Abstract
Introduction
Coronary Artery Disease (CAD) a multifactorial chronic heart disease and the most frequent cause of death and disabling symptoms worldwide, occurs due to the formation of atheromatous lipid rich plaques in the arteries. Statins, which inhibit cholesterol biosynthesis, have both pleiotropic and Low-Density Lipoprotein (LDL)-lowering properties. Atorvastatin is one of the choices for the primary and secondary prevention of cardiovascular disease and management of hypercholesterolaemia. However, there is a paucity of data regarding the changes in the DNA damage in patients with coronary atherosclerosis after statin use.
Aim
The aim of the present study was to evaluate atorvastatin treatment efficacy on lipid profiles and DNA damage in CAD patients.
Materials and Methods
The current observational study was conducted on 180 CAD patients between November 2011 to December 2013 at Durgabai Deshmukh Hospital and Research Centre, Vidya Nagar, Hyderabad, India.
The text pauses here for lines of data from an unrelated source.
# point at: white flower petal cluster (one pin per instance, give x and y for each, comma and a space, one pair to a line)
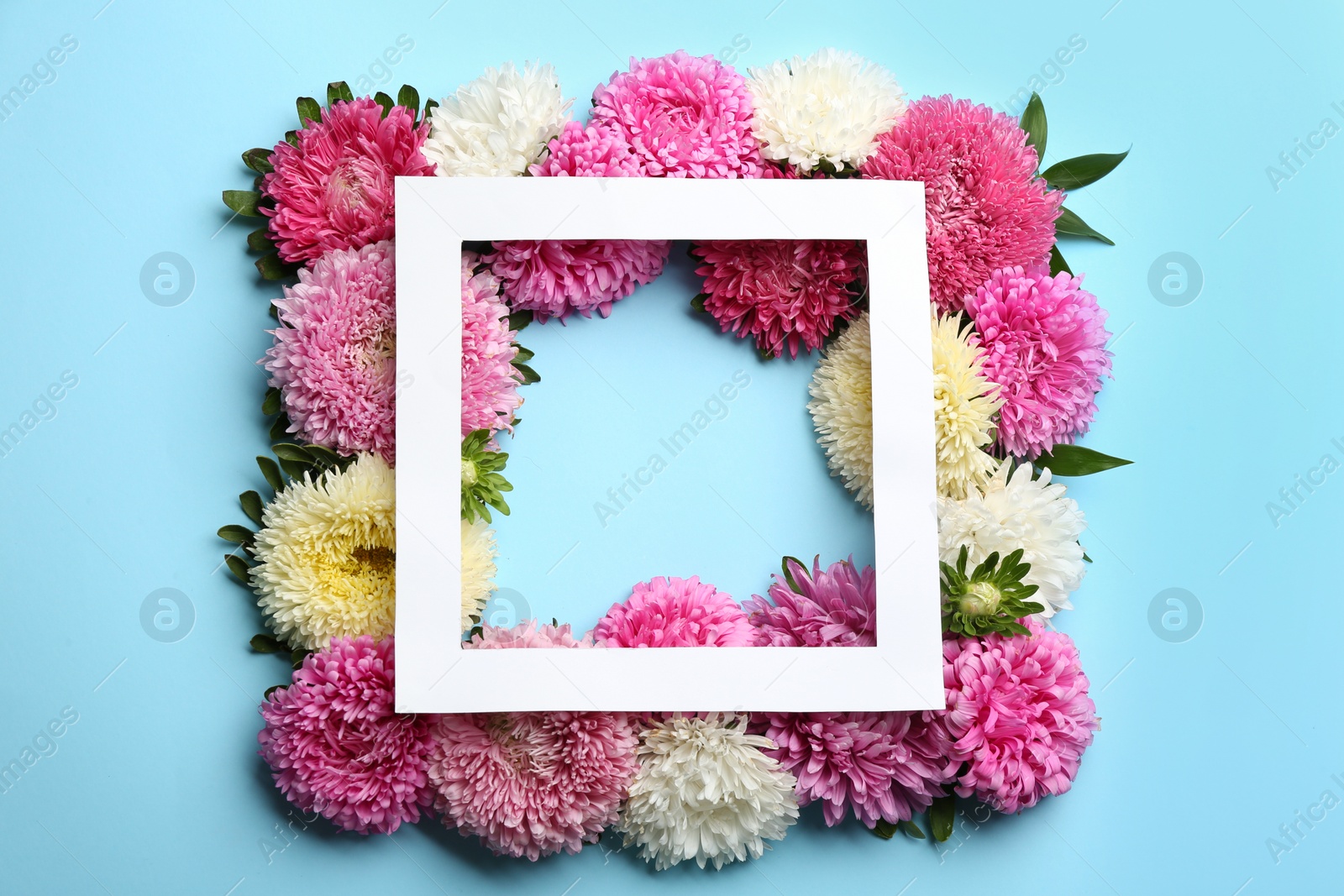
327, 555
842, 407
499, 123
830, 107
1014, 512
706, 792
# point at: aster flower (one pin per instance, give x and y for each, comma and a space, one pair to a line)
882, 766
964, 405
479, 553
1015, 511
786, 293
842, 407
706, 792
1019, 715
588, 152
335, 354
528, 634
1045, 344
338, 746
984, 206
823, 112
683, 116
326, 555
533, 783
333, 187
554, 277
490, 379
499, 123
837, 607
675, 613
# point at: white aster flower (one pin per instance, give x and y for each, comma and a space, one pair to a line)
964, 407
499, 123
842, 407
830, 107
479, 553
706, 792
327, 555
1018, 512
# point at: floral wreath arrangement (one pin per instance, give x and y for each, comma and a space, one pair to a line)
1019, 352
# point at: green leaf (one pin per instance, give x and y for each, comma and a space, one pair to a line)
339, 90
1074, 459
1081, 170
266, 644
252, 506
244, 202
1058, 264
941, 815
1034, 123
237, 533
259, 160
272, 472
1075, 226
308, 110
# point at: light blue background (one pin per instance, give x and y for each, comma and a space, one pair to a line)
1207, 746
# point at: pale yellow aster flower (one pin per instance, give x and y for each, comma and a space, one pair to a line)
327, 555
964, 407
842, 409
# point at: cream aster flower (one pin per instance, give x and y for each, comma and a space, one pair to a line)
479, 553
499, 123
327, 555
830, 107
706, 792
1014, 512
964, 405
842, 409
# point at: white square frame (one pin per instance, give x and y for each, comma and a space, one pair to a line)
436, 674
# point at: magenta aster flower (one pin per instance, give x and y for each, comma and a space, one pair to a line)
675, 613
837, 607
879, 765
554, 277
335, 190
338, 746
786, 293
490, 380
588, 152
984, 206
683, 116
533, 783
1043, 342
1019, 714
335, 354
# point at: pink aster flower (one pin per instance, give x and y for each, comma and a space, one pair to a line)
554, 277
1019, 714
588, 152
1043, 342
338, 746
786, 293
675, 613
490, 380
984, 206
879, 765
533, 783
683, 116
335, 190
837, 607
528, 634
335, 355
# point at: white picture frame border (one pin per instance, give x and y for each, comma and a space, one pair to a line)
436, 674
Atorvastatin administered and blood samples were collected at index hospitalization and after 6 months statin therapy and lipid profiles and DNA damage was compared with 200 healthy control.
Results
Lipid profiles and DNA damage were found to be significantly high (p < 0.01) in CAD patients before atorvastatin therapy compared to after 6 months statin therapy and healthy controls.
Conclusion
The study suggests that atorvastatin might help in regression of lipid profile as well as DNA damage of CAD patients.
Keywords: Comet assay, Lipid profile, Reactive oxygen species
Introduction
Coronary Artery Disease (CAD) is a major public health problem globally due to its high morbidity and mortality. CAD is a complex multifactorial disease and results from atherosclerosis of coronary arteries. Several risk factors such as modifiable (Lipids, hypertension, smoking etc.,) and non-modifiable risk factors (gender, ethnicity etc.,) are associated with CAD [1,2].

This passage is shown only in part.